The advent of single-cell omics technologies has resulted in an unprecedented wealth of data on gene expression, chromatin state, and other types of biomarkers in individual cell types. Unlike earlier single-cell-based techniques (immunohistochemistry, cell sorting, lineage tracing, etc.), single-cell omics technologies are high-dimensional and largely unbiased, capturing information across hundreds to thousands of molecular entities. High-dimensional data are powerful for machine learning modeling, notably to build “aging clocks” and for generating novel hypotheses about brain aging. Accordingly, single-cell omics technologies have been instrumental in establishing new systematic understandings of age-related changes at the cell-type level across multiple tissues and organ systems, including the brain.²⁰^,²¹^,²²^,²³ Given the rapid development of single-cell technologies to study the diverse cell types and regions of the brain, there is a need to synthesize and understand the multitude of aging- and rejuvenation-induced changes in the brain.
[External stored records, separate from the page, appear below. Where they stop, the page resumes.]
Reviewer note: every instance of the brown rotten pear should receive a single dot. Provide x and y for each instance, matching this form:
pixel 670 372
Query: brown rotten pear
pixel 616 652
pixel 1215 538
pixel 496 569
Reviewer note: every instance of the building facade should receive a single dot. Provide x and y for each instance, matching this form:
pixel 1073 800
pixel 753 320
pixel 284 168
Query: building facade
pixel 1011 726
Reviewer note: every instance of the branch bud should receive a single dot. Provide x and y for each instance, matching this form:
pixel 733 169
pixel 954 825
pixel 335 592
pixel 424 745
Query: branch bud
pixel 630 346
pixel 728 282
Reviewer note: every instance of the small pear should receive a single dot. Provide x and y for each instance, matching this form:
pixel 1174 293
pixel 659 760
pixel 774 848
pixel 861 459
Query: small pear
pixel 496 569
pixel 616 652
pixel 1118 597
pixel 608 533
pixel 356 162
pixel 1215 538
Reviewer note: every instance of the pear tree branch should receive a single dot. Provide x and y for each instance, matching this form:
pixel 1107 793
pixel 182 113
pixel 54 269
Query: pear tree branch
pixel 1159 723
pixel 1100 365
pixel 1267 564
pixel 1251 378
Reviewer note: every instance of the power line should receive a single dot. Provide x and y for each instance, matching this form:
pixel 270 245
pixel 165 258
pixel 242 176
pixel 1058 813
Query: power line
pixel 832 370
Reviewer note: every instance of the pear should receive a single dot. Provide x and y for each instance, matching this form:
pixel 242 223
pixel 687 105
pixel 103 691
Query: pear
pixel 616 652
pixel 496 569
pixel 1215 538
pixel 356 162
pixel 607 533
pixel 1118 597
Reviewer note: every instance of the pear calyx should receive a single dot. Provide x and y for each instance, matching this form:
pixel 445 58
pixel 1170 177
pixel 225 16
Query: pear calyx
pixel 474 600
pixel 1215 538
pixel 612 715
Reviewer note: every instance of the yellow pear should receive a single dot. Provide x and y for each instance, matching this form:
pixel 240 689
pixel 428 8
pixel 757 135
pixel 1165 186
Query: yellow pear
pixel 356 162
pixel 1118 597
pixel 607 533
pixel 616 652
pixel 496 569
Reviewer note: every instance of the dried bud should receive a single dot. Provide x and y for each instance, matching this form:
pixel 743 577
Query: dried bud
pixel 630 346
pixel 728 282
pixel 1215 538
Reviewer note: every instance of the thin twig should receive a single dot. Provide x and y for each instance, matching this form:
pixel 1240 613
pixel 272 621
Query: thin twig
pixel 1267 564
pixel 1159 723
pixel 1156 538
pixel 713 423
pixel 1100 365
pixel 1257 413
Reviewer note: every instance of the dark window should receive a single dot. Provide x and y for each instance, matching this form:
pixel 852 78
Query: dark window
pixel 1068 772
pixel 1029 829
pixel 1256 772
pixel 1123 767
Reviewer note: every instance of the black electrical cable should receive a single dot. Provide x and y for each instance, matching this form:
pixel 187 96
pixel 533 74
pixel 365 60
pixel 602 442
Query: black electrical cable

Of particular interest are the interactions that occur between different cell types of the brain and how these interactions are impacted by aging. The high-dimensional nature of single-cell omics provides an opportunity to identify putative cell-cell interactions, which can be experimentally validated. The recent development of spatial technologies to profile tissues in situ at single-cell resolution provides an additional level of spatial insight that can be leveraged to identify cell-cell interactions in the context of brain aging. Spatially resolved datasets are also critical to compare aging of similar cell types but across different regions of the brain, which is particularly interesting given the highly specialized function of distinct brain regions.
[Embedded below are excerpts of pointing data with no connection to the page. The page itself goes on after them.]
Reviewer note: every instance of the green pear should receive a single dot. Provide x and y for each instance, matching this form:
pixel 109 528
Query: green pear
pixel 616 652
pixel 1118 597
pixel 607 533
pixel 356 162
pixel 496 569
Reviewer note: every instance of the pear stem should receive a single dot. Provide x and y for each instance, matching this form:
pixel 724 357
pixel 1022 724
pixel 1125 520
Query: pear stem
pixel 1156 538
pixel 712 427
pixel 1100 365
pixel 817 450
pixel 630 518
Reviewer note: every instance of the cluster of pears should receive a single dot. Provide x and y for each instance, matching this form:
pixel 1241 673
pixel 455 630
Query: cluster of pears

An important goal for the study of brain aging is to identify avenues for rejuvenating the brain, which can slow or reverse different aspects of brain aging and cognitive decline. Several promising interventions, including physical exercise, dietary restriction, and the introduction of young circulating blood factors, have been shown to at least partially rejuvenate certain functions of the aged brain.²⁴^,²⁵^,²⁶ With single-cell omics, the response of different cell types to diverse rejuvenation interventions and their relative contributions to functional brain rejuvenation can be investigated in a systematic manner. Importantly, such analysis should lead to a better understanding of the shared and unique pathways by which different rejuvenation interventions achieve their effects—paving the way toward identification of synergistic combinations of multiple rejuvenation interventions.
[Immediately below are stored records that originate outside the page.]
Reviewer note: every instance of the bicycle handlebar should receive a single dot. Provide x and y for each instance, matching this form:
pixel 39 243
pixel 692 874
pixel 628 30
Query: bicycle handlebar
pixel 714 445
In this review, we will focus on vertebrate brain aging and rejuvenation, mostly discussing work in mice and humans. While invertebrate nervous system aging has provided key insights into brain aging and its effect on organismal lifespan,²⁷^,²⁸^,²⁹^,³⁰ the vertebrate brain contains cell types not present in invertebrates, such as endothelial cells and specialized immune cells. We will also focus on “physiological” aging rather than specific age-related pathologies, though we will highlight interesting connections between brain aging and susceptibility to injury and neurodegenerative disease.

Here, we present an overview of recent insights into brain aging and rejuvenation that have been provided by single-cell omics technologies, and we highlight promising future directions that could lead to new discoveries and interventions. We review the key aging-related changes occurring in multiple different cell types of the adult brain and describe how cell-cell interactions change during the course of aging. We discuss the emergence of single-cell omics in systematically profiling rejuvenation interventions in the brain and in comparing their effects across cell types and regions. We also consider the potential role of single-cell omics in profiling cell-type-specific and pathway-specific rejuvenation responses to develop combinatorial rejuvenation interventions. We outline shared cell-type-specific signatures between aging and disease. Finally, we discuss promising in vitro models for studying human brain aging and highlight insights from non-mammalian vertebrate species.